Engine issues ground A330
A China Eastern Airlines plane was forced to turn back to Sydney this week after a massive hole was ripped in its engine cowling.
Flight MU736 from Sydney at 8:30pm on Sunday turned back an hour into its trip after the fault occurred, landing safely in Sydney with firefighters on the tarmac to assist, a Sydney Airport spokesperson said.
No-one was injured in the incident.
China Eastern Airlines Oceania has issued a statement saying the plane “encountered an engine problem after take-off”.
“The crew observed the abnormal situation of the left engine and decided to return to Sydney airport immediately,” it said.
Passengers reported hearing a loud bang immediately after take-off.

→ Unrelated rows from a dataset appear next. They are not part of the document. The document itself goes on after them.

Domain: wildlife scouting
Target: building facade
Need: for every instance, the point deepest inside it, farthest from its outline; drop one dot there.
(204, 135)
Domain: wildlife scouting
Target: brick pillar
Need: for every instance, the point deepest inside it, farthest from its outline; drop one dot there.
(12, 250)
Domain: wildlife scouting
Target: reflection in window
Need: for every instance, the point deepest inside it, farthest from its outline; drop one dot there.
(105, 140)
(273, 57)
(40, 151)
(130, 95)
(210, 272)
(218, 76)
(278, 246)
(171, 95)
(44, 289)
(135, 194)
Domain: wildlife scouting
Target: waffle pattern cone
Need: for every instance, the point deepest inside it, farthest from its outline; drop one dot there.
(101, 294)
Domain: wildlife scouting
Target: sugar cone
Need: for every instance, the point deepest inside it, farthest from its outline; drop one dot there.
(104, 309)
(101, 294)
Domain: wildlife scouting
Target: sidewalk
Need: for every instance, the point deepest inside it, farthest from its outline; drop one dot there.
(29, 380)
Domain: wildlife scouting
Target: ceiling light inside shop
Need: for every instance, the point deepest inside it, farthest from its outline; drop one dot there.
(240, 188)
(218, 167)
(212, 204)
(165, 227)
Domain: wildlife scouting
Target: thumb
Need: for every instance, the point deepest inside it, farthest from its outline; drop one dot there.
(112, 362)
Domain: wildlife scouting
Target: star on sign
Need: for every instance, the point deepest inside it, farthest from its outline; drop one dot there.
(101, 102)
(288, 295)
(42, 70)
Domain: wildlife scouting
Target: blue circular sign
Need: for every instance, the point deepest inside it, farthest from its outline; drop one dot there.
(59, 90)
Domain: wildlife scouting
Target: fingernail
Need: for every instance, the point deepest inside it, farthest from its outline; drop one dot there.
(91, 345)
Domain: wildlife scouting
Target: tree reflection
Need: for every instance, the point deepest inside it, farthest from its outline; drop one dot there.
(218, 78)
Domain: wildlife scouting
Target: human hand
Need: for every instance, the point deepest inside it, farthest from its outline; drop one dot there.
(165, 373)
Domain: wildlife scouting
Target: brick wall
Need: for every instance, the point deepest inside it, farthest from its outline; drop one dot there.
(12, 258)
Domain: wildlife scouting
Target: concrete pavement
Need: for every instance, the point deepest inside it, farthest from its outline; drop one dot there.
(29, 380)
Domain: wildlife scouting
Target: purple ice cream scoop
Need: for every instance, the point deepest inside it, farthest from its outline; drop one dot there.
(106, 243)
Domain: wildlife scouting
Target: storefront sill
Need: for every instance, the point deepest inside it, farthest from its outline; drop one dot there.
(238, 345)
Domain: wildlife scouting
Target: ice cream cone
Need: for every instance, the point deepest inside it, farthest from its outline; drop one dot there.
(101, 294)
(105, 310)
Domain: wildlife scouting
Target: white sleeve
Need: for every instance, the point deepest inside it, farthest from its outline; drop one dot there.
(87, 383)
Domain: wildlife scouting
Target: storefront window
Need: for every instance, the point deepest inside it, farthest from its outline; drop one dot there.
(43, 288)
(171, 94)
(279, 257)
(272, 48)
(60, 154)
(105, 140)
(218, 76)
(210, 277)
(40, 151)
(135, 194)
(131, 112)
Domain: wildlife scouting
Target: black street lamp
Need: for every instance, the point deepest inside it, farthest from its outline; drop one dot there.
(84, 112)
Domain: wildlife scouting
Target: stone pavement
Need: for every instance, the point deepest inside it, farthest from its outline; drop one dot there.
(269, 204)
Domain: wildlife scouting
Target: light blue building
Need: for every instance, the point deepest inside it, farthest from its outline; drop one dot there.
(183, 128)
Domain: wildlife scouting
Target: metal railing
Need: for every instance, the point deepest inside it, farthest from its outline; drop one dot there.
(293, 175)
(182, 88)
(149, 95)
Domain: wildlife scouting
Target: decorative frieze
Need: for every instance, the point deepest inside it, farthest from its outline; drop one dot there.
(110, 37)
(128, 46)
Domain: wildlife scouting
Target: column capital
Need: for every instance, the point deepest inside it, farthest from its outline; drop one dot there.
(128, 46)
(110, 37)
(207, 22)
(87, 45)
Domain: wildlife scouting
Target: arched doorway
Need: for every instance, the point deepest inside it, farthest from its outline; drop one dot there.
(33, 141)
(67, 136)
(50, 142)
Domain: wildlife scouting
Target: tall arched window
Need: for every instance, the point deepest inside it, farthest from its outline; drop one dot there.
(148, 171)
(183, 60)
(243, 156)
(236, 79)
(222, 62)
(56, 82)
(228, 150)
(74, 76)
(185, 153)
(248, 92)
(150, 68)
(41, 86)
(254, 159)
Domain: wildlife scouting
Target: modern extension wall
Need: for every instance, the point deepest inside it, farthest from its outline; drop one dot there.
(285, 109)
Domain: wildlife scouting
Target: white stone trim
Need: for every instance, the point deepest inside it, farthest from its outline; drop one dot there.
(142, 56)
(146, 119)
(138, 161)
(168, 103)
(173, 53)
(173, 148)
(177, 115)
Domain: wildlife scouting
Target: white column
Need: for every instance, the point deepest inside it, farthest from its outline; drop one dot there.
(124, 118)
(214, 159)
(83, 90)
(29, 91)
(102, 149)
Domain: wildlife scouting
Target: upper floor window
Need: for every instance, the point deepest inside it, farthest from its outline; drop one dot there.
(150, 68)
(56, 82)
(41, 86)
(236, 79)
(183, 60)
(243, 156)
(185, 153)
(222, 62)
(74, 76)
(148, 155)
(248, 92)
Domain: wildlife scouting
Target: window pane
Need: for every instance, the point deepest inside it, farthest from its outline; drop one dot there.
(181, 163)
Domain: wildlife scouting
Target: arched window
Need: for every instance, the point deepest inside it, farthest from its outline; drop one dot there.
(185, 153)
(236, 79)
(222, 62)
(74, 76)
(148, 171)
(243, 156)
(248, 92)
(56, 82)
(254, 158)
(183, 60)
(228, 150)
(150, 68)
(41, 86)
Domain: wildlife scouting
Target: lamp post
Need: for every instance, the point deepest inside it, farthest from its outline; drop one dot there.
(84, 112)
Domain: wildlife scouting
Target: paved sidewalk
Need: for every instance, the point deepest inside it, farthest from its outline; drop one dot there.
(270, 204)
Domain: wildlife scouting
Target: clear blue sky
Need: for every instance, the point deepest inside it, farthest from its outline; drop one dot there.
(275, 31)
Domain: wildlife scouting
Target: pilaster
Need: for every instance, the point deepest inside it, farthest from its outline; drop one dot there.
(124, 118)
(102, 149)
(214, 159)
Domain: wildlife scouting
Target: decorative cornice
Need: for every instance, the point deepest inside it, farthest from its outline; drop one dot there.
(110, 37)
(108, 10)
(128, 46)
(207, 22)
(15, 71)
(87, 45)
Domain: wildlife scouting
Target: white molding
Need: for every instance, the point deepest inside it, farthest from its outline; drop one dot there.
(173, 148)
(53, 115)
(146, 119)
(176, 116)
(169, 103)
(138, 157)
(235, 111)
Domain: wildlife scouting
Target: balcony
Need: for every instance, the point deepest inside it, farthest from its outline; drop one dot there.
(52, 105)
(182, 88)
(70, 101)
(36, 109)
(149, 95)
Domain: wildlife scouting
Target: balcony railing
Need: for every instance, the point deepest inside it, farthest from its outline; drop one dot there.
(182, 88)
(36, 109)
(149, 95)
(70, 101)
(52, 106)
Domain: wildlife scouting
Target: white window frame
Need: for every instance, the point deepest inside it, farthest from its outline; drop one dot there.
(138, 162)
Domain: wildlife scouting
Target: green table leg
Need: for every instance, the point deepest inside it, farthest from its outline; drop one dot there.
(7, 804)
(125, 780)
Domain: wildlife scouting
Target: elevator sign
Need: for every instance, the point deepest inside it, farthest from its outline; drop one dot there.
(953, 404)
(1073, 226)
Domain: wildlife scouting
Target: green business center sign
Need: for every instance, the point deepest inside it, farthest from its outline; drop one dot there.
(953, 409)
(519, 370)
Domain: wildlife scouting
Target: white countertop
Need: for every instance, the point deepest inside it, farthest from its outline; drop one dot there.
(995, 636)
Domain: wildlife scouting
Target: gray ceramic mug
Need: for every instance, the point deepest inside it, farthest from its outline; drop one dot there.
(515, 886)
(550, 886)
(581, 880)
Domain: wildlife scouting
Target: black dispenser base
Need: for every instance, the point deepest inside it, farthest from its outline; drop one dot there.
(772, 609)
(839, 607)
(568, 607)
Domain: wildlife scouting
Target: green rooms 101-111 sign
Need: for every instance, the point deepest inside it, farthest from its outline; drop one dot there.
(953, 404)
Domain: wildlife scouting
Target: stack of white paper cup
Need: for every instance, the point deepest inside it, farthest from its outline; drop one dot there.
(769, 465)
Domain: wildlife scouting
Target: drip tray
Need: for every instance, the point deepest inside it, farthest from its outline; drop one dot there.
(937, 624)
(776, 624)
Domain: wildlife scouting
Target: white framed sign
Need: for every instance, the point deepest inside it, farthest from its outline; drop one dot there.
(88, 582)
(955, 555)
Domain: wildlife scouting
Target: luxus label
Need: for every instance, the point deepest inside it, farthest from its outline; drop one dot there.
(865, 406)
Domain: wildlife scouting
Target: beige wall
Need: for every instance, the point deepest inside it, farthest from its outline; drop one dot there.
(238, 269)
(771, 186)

An Airservices Australia spokesperson the engine fault was reported to the tower shortly after take-off, which triggered an air traffic standard procedure to manage an aircraft emergency.
“The returned aircraft is currently under investigation at Sydney airport,” China Eastern said.
Australia Transport Safety Bureau inspectors have been despatched to examine the plane.
Aviation expert Professor Jason Middleton said it was “a very rare event”.
“Remarkable set of photos, most unusual, I've never seen that sort of thing happen before,” he told the ABC.
“It appears to be on engine one which is the left engine.
“Looks like the engine casing or cowling has ripped off, forward of the fan the main initial compressor blade, it's ripped clean off.
“Looks like there's obviously been some preliminary damage in order for that to happen.
“How that might have happened, I'm not sure.
“It's quite possible if there was some minor damage that they didn't see.
“At its climbing speed it will be getting faster and faster and that may have been the trigger to rip off some of that engine casing.”
Professor Middleton said the aircraft could fly comfortably with power from only one engine, and that the landing procedure was one of the most commonly practices for commercial pilots.
Some have linked this week’s event to similar damage sustained by a similar plane flying for Emirates Airlines in 2012.